To determine the clinical relevance of histological, endoscopic, and composite histological-endoscopic endpoints, we also evaluated outcomes at Week 40 of LUCENT-2 in patients randomly assigned to mirikizumab 200 mg SC for 40 weeks, who had or had not achieved these endpoints after mirikizumab induction at Week 12. Patients who achieved histological or endoscopic improvement and remission after mirikizumab induction treatment were more likely to achieve the composite histological-endoscopic endpoints [HEMI and HEMR] at maintenance. In addition, endoscopic remission at induction had a stronger association with achievement of clinical remission and corticosteroid-free remission at Week 40 [Supplementary Table 2]. This may be because clinical remission and corticosteroid-free remission, which are composite endpoints that include an endoscopic component, have overlapping endpoint definitions that may have confounded the results. Interestingly, endoscopic remission at the end of induction therapy in LUCENT-1 was not statistically associated with achievement of symptomatic remission [p = 0.090], whereas histological improvement [p = 0.026], histological remission [p = 0.014], HEMI [p = 0.038], and HEMR [p = 0.024] at the end of induction therapy were significantly associated with symptomatic remission [Supplementary Table 2]. The importance of achieving histological remission, HEMI, and HEMR at the end of induction therapy at Week 12 was also demonstrated by the positive associations with corticosteroid-free remission, clinical remission, and symptomatic remission after 40 weeks of mirikizumab maintenance therapy, compared with those who did not achieve these endpoints after mirikizumab treatment.

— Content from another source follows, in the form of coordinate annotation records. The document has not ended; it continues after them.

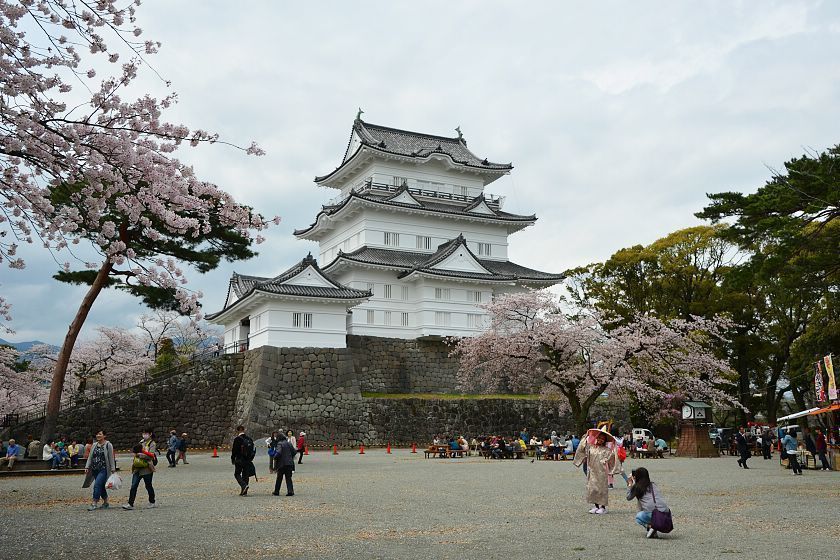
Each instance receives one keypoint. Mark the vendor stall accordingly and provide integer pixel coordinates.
(831, 435)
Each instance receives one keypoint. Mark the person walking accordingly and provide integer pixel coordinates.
(242, 453)
(789, 445)
(285, 466)
(767, 444)
(172, 448)
(640, 487)
(146, 448)
(597, 451)
(822, 447)
(182, 449)
(301, 446)
(272, 442)
(743, 447)
(142, 468)
(99, 466)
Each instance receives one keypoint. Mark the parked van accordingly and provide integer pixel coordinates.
(643, 435)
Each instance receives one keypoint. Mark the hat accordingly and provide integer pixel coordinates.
(593, 433)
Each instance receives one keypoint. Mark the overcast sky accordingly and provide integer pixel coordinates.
(618, 116)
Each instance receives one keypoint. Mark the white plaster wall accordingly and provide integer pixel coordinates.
(272, 324)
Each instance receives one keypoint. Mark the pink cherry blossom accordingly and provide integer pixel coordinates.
(574, 357)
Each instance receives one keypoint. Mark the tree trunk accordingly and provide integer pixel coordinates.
(63, 360)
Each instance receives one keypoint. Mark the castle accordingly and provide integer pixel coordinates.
(410, 248)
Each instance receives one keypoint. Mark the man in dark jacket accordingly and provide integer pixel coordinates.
(285, 465)
(242, 453)
(743, 448)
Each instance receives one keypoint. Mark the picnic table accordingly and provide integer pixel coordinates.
(442, 451)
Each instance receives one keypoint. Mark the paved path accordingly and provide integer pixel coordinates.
(405, 506)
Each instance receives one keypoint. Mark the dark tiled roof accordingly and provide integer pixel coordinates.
(412, 261)
(436, 207)
(416, 145)
(243, 286)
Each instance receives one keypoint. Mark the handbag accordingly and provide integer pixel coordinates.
(661, 521)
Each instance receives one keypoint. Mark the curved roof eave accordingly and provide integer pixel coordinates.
(504, 169)
(214, 317)
(525, 220)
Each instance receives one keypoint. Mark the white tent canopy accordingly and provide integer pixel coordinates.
(798, 414)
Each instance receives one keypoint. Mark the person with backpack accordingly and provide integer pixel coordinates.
(242, 453)
(285, 465)
(99, 466)
(172, 448)
(272, 442)
(301, 441)
(142, 468)
(743, 448)
(182, 449)
(147, 453)
(640, 487)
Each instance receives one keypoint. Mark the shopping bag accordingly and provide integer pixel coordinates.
(114, 482)
(661, 521)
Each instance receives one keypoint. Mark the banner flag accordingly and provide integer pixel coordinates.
(819, 386)
(832, 384)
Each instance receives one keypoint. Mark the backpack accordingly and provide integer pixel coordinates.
(248, 450)
(152, 456)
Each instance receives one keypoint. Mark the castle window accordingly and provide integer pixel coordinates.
(392, 239)
(474, 296)
(302, 320)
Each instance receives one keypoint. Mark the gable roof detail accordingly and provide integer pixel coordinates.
(415, 205)
(479, 206)
(411, 262)
(412, 145)
(403, 196)
(305, 279)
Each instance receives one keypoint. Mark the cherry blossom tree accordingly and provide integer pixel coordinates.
(21, 387)
(95, 167)
(188, 335)
(575, 357)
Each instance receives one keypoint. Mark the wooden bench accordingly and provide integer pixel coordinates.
(442, 452)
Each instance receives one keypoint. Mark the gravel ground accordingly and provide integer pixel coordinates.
(405, 506)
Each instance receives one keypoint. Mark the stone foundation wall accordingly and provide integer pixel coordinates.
(311, 389)
(392, 365)
(318, 390)
(199, 401)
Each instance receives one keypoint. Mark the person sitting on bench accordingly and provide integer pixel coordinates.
(11, 454)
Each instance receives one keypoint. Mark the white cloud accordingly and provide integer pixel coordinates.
(618, 117)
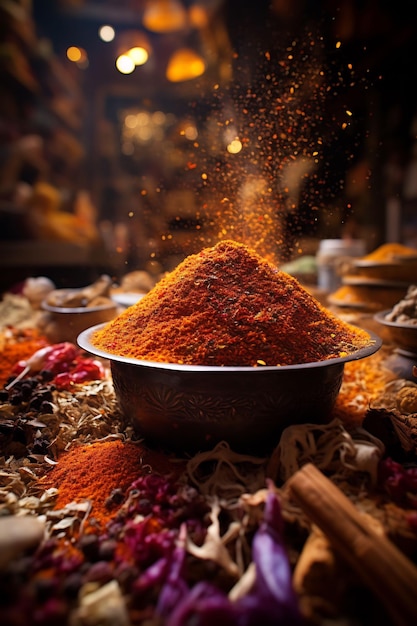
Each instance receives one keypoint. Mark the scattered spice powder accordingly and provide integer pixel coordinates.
(363, 381)
(17, 345)
(227, 305)
(98, 471)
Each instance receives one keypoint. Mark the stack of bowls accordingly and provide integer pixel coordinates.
(377, 281)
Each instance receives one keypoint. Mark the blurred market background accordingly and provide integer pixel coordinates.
(136, 132)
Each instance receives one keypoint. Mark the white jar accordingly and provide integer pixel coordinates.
(330, 257)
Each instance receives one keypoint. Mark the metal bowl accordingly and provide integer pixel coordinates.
(66, 323)
(186, 408)
(401, 334)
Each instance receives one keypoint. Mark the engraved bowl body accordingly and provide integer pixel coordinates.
(186, 408)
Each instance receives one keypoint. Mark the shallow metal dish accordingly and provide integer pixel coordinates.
(402, 334)
(187, 408)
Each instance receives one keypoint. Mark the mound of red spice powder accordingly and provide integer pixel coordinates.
(227, 305)
(100, 471)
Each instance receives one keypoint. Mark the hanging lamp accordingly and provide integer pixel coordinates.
(164, 16)
(185, 64)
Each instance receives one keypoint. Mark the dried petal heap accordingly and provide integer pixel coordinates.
(228, 306)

Furthermore, most patients who achieved endoscopic normalisation after continuous treatment with mirikizumab also achieved histological remission. Achieving both endoscopic normalisation and histological remission [alternate HEMR] at Week 40 was associated with the best clinical, symptomatic, and quality-of-life outcomes.

Some key strengths of this analysis are that LUCENT-1 comprises a large dataset and that histological samples were blindly collected and centrally read. In addition, in order to capture the progression of treatment benefit from Week 12 through Week 52 of continous mirikizumab treatment, HEMR, which is a more stringent outcome than HEMI, was included as a major secondary objective in LUCENT-2. This approach was taken in recognition of the importance of the absence of neutrophils as minimum criterion for achieving histological remission, which has been shown to be more clinically relevant and predictive of longer-term outcomes.^11,19,20,22 However, interpretation of the findings is limited by the duration of the study, a total of 52 weeks, which is a short period in which to show histological remission and HEMR, especially in patients who are difficult to treat. A long-term extension study, LUCENT-3, is currently ongoing, and additional studies are likely needed to determine the association between histological remission and histological-endoscopic mucosal healing with long-term, health-related quality-of-life outcomes in patients with UC. Furthermore, because the multivariable analysis for prediction of achieving HEMR focused on mirikizumab induction responders randomised to mirikizumab 200 mg SC in LUCENT-2, the findings may not be generalisable to other patient populations. Finally, because the associations in this study were derived from post hoc analyses, the findings are hypothesis-generating only, and caution is needed when interpreting the results.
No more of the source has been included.